Astrocytes have increasingly been recognised as active players in regulating brain health. The new study provides the first evidence of how the RTP801 protein, previously linked to neuronal stress and cell death, also plays a vital role in astrocyte function and neurodegeneration.

“Astrocytes, previously considered passive support cells, act as active regulators of neurodegenerative processes, including the maintenance of excitatory-inhibitory balance and neuroimmune responses.” explains Professor Cristina Malagelada, who led the study. “RTP801 is a stress response protein involved in neuronal dysfunction, but its specific role in astrocytes was not well known”

Silencing RTP801: a step toward reversing brain damage

Using advanced gene therapy, the research team selectively silenced the expression of RTP801 in astrocytes located in the dorsal hippocampus – a region heavily implicated in memory and learning. Their findings showed significant improvements in spatial memory and functional brain connectivity in animal models of Alzheimer’s disease.

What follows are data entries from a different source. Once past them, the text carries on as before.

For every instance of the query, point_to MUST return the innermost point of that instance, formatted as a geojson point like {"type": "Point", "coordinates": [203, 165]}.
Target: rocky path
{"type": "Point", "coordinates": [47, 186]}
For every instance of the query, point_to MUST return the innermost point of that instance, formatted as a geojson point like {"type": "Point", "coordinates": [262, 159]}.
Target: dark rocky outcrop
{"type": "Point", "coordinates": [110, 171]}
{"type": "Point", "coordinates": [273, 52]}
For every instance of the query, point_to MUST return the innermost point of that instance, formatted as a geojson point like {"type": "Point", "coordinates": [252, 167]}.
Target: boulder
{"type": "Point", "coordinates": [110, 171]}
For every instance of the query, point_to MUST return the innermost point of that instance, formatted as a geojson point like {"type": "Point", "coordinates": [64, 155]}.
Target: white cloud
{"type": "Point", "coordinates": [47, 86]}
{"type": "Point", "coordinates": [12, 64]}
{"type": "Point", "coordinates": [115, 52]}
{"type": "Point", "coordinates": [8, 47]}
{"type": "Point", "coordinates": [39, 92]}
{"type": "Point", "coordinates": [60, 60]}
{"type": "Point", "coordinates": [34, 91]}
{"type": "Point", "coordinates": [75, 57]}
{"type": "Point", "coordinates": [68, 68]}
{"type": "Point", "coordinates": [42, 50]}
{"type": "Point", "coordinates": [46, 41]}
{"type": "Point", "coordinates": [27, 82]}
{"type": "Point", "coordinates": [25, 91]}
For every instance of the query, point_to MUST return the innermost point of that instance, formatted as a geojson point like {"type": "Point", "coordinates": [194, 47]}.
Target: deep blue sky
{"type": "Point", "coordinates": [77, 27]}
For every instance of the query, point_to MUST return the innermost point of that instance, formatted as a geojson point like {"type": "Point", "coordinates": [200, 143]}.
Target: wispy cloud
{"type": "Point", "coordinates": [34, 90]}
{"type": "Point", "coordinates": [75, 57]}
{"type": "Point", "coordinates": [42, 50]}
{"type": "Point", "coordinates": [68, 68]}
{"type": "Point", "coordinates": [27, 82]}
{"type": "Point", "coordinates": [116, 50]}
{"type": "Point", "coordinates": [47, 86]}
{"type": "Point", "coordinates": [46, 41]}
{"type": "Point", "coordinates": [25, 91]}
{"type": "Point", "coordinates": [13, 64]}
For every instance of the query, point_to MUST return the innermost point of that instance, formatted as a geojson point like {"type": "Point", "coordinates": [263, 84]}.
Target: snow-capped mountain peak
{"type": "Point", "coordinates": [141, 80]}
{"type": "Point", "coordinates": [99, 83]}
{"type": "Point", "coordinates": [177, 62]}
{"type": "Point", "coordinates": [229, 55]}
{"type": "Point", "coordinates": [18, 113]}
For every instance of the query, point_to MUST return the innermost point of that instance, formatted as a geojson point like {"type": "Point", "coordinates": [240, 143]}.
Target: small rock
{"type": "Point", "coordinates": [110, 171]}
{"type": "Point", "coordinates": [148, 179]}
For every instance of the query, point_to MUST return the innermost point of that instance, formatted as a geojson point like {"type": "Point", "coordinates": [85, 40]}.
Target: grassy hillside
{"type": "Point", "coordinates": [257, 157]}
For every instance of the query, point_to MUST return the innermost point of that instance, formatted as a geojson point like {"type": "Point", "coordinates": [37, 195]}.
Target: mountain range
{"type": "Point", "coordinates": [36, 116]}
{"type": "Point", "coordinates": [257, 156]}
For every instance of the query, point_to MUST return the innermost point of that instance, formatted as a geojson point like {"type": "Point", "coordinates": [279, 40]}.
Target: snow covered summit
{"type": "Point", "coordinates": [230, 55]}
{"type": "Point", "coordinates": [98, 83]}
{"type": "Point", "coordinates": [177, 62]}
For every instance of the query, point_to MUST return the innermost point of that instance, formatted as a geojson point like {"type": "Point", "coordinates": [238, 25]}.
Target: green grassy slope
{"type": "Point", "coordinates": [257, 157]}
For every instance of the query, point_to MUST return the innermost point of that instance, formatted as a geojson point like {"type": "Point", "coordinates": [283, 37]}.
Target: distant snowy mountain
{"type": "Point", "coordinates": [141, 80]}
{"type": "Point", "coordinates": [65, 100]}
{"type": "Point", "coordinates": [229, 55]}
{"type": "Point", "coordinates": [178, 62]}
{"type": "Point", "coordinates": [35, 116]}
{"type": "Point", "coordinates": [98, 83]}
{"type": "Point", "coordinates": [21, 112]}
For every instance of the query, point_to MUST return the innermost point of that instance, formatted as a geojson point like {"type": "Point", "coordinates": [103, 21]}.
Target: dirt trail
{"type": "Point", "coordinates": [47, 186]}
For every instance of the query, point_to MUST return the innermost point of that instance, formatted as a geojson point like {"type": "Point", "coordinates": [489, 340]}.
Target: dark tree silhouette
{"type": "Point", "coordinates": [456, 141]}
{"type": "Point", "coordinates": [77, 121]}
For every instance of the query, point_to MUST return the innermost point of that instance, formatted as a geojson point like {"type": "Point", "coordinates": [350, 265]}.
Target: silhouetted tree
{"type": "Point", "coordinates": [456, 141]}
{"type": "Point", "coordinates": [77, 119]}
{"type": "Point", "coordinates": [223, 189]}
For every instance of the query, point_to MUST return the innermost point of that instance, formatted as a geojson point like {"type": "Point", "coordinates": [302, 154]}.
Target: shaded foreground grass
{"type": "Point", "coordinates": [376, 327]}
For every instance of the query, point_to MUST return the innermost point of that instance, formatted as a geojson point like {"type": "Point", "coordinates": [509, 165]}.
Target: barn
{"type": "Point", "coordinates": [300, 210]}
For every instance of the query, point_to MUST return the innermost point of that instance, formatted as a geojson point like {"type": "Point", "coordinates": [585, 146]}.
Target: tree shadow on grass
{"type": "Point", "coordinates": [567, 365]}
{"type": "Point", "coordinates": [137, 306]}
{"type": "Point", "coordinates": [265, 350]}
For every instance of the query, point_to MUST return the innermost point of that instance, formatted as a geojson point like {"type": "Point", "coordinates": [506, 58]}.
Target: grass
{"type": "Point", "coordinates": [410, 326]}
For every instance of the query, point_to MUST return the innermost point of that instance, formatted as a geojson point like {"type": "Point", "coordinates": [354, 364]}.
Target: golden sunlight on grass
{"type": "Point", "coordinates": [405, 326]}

“In Alzheimer’s disease, dysfunction of these circuits leads to cognitive impairment, emotional dysregulation and disruption of brain network activity, which are key aspects of disease progression,” says Almudena Chicote, first author of the study. “In addition, we also examined its influence on neuroinflammatory markers, specifically astrogliosis, microgliosis and inflammasome activation.”

Restoring balance with GABA and PV+ neurons

One of the key findings of the study was its impact on gamma-aminobutyric acid (GABA), the brain’s primary inhibitory neurotransmitter. Alzheimer’s disease is known to reduce GABA levels, contributing to neuronal overexcitement and cognitive decline.

Alzheimer’s disease is known to reduce GABA levels, contributing to neuronal overexcitement and cognitive decline.

The team discovered that RTP801 silencing helped rescue a specific subset of neurons, parvalbumin-positive (PV+) interneurons, which are key producers of GABA in the hippocampus. 

“Silencing the RTP801 protein may help reverse some of the damage to PV+ interneurons in the hippocampus, and this could help restore adequate GABA production and improve brain function,” Chicote notes. 

Toward new therapies for Alzheimer’s

Looking forward, the researchers plan to expand their investigations to further validate RTP801 as a therapeutic target. Their findings suggest that targeting RTP801 in astrocytes could mitigate some of the key pathological features of Alzheimer’s. This represents a promising new direction for developing treatments aimed not just at symptoms, but at modifying the underlying disease process.

As Alzheimer’s continues to affect millions worldwide without a cure, discoveries like this are crucial, not only in understanding the disease, but in finding new ways to fight it.